Is Allen Robinson one of the top five or 10 wideouts in the NFL?
It was a question put to me on the radio the other day, and I was hard-pressed to say no.
Over the past two seasons, the most consistent wide receivers in the NFL have been Julio Jones, Michael Thomas, Deiondre Hopkins, Keenan Allen, Davante Adams, Tyreek Hill, Mike Evans, Odell Beckham Jr. and Kenny Golloday.
Although Robinson showed flashes of what he could be with the Bears in 2018, he was returning from missing the 2017 season with a torn ACL and trying to team up with Mitch Trubisky, a rookie in Matt Nagy’s new Bears offense.
But if you look at his second year in the league in 2016, when he totaled 80 catches, 1,400 yards, 17.5 yards a catch and 14 touchdowns with Blake Bortles throwing to him, and last season, when he notched 98 catches, 1,147 yards, 11.7 average and seven TDs with a struggling Trubisky, there is no debate about his team No. 1 wideout status.
But how does he stack up against the best?
For starters, only Tyreek Hill (25) is a year younger than Robinson, with Golloday (26) only three months younger and Evans born three days before Robinson in August.
Only Thomas and Hopkins are as good or better route-runners, and only Jones, Hopkins and Evans are as good or better contested ball-catchers.
As for character, leadership and value in the locker room and the huddle, there are no red flags on any of these guys except OBJ and Hill – and of course none of Hill’s peers can match his speed or quickness, while OBJ is unique for his big-play ability – but so far only Jones and Thomas have risen to Robinson’s level in this category.
What also is unique about Robinson is that his breakout 2016 season was the only one in which he’s had a Robin to balance out his Batman, and only Thomas and Adams also have been asked to clear that hurdle.
Bears wide receivers coach Mike Furrey believes Robinson is one of the top pros he’s ever been around as a coach or teammate.
“And his voice is not just going to be huge in regards to the social justice issue that’s going on today," Furrey said. "His voice started three months ago, or four months ago when we started these meetings, when he got in these rooms and was helping guys and getting on guys for not – maybe they weren’t sitting right in meetings; maybe they were walking around too much on the video.
Furrey said Robinson has become a leader because teammates respect him for the way he handles himself on a daily basis.
“He’s learning that people listen to him because of who he is as a person," Furrey said. "I think that’s what’s the most impressive thing.”

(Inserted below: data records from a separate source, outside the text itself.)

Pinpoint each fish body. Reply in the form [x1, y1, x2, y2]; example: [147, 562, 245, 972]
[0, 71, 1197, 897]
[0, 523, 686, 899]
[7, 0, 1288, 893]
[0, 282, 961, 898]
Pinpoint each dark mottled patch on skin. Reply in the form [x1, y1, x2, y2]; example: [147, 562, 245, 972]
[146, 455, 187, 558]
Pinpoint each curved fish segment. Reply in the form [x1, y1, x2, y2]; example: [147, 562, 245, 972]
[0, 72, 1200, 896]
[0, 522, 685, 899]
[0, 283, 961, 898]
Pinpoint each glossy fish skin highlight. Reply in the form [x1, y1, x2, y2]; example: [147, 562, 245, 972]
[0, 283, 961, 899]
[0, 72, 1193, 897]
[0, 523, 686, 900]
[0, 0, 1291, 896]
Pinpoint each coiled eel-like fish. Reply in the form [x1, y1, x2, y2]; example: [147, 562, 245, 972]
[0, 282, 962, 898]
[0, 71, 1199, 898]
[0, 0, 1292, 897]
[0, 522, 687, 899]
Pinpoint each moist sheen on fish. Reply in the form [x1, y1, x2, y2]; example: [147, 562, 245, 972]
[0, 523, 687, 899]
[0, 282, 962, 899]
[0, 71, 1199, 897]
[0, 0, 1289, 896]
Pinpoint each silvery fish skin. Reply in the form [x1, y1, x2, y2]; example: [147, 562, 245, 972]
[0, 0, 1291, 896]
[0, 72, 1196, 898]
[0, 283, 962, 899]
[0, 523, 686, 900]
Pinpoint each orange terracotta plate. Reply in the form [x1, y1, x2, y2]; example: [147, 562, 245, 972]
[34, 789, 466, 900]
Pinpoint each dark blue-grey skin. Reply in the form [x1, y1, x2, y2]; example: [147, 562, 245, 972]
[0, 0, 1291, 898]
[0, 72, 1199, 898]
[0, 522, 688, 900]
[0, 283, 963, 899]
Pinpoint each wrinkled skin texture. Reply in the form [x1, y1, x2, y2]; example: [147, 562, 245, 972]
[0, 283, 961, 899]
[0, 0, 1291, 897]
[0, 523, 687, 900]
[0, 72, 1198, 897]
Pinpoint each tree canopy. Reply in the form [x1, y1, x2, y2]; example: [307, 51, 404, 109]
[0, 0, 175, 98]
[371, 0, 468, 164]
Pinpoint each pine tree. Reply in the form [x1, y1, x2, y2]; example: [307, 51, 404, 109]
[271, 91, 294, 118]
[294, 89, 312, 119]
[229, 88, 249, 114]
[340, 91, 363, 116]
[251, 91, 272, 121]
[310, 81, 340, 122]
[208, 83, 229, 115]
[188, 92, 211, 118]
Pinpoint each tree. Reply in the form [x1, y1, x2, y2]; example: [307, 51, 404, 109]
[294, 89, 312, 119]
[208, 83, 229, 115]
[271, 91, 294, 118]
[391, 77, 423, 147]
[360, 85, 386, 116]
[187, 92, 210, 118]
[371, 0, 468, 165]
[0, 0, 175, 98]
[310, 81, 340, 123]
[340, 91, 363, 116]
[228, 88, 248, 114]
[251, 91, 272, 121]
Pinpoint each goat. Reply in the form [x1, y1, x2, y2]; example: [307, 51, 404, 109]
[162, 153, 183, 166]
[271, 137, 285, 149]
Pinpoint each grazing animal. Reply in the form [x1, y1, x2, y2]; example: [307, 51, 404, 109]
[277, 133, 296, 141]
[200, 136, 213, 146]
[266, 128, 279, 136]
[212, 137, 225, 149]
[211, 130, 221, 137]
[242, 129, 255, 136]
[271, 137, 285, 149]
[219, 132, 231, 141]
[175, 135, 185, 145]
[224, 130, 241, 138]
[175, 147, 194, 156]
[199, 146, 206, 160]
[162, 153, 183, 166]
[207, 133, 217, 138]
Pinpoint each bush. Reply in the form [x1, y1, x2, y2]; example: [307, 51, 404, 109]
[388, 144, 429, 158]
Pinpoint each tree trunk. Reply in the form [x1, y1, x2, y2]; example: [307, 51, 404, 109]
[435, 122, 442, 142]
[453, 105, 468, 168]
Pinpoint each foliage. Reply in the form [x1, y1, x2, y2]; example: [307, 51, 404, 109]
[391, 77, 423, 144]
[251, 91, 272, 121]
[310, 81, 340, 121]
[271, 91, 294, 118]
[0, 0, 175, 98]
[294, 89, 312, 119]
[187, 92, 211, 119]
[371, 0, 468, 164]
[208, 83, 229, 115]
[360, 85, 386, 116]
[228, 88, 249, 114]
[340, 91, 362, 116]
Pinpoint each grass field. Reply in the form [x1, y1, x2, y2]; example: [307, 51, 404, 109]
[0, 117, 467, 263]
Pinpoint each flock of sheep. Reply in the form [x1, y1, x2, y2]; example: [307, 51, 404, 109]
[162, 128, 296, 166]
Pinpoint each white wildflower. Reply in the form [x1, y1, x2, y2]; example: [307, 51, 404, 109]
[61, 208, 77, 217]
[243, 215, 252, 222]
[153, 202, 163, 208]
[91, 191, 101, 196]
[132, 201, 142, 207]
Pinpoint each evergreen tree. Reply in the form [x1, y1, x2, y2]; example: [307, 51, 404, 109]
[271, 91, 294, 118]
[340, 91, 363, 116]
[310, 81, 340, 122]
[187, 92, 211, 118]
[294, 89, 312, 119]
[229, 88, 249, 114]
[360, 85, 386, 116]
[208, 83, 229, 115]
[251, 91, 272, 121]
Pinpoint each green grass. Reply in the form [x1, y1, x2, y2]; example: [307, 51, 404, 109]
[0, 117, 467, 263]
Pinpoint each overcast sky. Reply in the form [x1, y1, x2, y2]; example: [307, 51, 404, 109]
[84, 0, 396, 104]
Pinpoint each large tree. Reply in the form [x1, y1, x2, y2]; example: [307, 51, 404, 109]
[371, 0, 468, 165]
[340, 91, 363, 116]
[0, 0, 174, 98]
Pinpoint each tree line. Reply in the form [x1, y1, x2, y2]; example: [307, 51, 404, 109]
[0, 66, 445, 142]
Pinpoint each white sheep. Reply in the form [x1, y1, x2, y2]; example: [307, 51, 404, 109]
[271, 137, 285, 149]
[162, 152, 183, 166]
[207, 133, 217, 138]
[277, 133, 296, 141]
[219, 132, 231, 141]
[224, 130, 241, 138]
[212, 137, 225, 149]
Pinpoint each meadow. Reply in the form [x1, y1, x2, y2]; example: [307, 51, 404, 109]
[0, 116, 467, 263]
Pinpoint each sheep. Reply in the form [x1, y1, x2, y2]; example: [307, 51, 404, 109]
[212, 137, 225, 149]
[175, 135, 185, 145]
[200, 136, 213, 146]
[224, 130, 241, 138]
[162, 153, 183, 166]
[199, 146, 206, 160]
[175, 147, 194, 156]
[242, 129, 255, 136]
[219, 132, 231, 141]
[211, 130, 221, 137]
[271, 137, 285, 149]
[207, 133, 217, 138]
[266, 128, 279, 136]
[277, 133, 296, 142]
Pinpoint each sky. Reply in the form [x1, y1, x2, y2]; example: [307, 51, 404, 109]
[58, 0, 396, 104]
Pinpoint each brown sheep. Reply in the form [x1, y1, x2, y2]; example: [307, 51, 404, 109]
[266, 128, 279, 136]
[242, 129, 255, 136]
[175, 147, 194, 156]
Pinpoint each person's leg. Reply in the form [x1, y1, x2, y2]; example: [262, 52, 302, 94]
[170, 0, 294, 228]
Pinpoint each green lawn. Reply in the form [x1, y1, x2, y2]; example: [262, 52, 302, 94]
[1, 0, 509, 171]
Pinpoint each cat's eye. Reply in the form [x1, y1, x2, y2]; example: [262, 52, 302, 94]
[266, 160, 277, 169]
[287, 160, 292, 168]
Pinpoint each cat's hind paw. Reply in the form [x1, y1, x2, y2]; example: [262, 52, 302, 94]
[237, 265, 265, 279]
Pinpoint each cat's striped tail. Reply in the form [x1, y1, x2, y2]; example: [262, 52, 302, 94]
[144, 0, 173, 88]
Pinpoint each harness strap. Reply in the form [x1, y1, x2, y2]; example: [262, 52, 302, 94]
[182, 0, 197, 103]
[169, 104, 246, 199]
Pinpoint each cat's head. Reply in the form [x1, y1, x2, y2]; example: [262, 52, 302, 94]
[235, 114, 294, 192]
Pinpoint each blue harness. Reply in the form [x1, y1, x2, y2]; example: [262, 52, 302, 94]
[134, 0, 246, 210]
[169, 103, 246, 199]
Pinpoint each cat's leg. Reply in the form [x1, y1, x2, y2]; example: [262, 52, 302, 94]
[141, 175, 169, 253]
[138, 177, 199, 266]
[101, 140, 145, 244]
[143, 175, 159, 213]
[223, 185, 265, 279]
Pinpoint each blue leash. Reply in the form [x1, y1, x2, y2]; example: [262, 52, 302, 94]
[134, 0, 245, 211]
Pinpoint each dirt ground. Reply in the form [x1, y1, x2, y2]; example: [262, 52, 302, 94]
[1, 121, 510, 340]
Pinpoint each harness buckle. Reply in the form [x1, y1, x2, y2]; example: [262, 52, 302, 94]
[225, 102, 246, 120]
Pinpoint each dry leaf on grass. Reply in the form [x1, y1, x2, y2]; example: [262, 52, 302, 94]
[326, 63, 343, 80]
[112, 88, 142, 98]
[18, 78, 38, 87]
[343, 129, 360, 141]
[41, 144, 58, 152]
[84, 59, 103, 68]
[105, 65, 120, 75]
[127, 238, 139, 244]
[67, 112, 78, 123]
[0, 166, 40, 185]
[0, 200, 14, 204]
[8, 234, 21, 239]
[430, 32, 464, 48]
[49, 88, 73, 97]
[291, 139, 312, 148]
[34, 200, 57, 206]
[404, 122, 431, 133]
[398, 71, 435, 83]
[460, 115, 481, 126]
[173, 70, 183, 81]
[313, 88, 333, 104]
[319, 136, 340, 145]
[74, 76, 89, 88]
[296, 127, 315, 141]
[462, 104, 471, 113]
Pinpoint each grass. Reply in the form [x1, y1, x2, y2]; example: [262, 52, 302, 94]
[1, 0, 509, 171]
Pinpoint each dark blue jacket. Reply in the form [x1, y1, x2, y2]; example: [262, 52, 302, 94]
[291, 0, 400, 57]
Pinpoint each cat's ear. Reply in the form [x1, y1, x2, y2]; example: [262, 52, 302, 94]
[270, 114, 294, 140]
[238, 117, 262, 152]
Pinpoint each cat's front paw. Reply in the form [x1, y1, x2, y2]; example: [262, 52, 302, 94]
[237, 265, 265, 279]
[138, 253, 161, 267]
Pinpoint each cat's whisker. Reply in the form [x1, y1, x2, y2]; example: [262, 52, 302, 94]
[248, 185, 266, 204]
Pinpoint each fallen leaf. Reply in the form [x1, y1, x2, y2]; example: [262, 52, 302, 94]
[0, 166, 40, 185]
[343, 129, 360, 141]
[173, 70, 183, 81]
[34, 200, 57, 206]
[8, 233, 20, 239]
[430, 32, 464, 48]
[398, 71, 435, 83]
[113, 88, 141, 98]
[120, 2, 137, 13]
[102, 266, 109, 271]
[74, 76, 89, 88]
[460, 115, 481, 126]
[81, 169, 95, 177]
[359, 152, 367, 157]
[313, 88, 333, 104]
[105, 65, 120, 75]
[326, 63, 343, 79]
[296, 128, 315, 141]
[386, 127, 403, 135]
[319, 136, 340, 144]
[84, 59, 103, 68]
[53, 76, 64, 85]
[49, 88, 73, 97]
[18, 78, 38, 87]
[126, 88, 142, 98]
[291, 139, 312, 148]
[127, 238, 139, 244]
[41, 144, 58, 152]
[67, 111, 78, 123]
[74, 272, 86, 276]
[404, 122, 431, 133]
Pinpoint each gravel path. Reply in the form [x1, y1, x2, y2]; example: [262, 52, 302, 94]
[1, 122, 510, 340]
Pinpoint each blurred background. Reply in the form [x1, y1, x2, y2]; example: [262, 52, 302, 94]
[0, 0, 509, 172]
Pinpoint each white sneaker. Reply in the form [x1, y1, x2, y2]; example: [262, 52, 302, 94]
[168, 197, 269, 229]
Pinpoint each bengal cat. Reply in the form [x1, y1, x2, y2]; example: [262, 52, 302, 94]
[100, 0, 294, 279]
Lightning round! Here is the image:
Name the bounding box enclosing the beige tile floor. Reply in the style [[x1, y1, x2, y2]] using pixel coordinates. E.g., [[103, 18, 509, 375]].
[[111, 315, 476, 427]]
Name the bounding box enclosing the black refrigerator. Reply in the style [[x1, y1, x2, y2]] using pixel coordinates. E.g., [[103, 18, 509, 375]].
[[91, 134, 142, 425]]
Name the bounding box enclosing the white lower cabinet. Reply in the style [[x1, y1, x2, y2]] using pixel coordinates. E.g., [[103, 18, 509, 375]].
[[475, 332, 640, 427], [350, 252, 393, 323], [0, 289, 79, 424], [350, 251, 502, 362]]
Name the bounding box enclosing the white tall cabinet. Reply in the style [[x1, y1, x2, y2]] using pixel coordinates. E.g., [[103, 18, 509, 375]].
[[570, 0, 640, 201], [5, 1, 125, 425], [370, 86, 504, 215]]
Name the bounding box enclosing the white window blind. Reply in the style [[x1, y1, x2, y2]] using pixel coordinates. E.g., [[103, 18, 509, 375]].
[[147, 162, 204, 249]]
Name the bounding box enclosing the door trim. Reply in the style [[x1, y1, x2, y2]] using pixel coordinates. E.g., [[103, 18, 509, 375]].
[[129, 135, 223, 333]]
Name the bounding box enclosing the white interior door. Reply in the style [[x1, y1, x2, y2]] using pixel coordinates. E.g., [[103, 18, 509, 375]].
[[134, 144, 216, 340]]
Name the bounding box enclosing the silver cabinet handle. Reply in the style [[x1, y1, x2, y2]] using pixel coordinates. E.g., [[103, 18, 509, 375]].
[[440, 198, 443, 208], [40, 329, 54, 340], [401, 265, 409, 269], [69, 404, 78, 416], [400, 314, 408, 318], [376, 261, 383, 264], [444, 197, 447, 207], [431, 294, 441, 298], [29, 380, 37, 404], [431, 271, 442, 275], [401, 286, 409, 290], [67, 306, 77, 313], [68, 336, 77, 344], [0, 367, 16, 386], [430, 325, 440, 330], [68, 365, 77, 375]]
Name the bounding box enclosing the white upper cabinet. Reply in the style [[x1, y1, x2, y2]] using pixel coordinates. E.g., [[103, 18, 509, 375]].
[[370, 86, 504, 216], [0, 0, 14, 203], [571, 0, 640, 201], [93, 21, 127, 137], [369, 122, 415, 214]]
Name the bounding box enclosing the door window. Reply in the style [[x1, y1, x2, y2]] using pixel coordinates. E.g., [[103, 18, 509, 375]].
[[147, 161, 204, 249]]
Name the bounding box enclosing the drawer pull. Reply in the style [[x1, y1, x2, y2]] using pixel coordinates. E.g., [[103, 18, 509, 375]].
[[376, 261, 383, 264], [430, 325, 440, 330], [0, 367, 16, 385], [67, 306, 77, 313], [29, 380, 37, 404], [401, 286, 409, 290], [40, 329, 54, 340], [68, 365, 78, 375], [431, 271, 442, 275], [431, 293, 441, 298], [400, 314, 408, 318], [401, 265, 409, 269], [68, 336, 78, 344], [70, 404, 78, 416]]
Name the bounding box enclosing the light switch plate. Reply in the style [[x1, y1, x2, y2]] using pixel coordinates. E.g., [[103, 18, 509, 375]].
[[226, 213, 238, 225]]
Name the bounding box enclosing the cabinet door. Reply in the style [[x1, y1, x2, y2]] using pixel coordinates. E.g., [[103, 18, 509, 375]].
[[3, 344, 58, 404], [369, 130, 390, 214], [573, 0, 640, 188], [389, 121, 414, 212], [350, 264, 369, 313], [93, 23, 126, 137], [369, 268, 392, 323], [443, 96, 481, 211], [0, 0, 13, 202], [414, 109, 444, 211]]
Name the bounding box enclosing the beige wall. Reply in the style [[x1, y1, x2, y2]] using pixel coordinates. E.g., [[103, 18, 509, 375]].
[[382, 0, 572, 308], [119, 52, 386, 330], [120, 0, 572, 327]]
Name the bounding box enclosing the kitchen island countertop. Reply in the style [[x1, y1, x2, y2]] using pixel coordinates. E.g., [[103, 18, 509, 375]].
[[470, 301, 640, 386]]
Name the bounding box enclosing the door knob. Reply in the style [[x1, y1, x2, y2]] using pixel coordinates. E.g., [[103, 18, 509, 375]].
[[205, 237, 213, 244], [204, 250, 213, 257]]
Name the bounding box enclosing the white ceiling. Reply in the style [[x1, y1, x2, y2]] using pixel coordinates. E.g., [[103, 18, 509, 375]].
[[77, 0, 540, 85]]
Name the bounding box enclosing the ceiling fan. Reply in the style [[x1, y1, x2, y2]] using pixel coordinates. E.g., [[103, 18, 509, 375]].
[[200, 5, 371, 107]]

Equally impressive about Robinson is he will never throw a teammate under the bus, and he is clear about it making no difference to him who his QB is.
“For me, personally, as a player, for those guys to just go out there and compete is enough for me," Robinson said. "At the end of the day, I’m trying to do the same thing.
“I’m trying to go out there and compete and continue to take my game to the next level and evolve my game.”
Obviously this is all quite subjective, but for me the only three receivers I would rate ahead of Robinson are Jones, Thomas and Hopkins.
As great as they can be, I don’t really want Hill or OBJ in my locker room.
Robinson is hard to split from Allen, Adams, Evans and Golloday, but what elevates him at least slightly is his special character and leadership.
Top five is going to be a matter of taste, but how can you doubt he is in the top eight in the league right now?
Which leads us to the next burning question: As Robinson enters the final year of his Bears contract, why haven’t the Bears locked him in longer term before he gets another shot at free agency and a much pricier deal?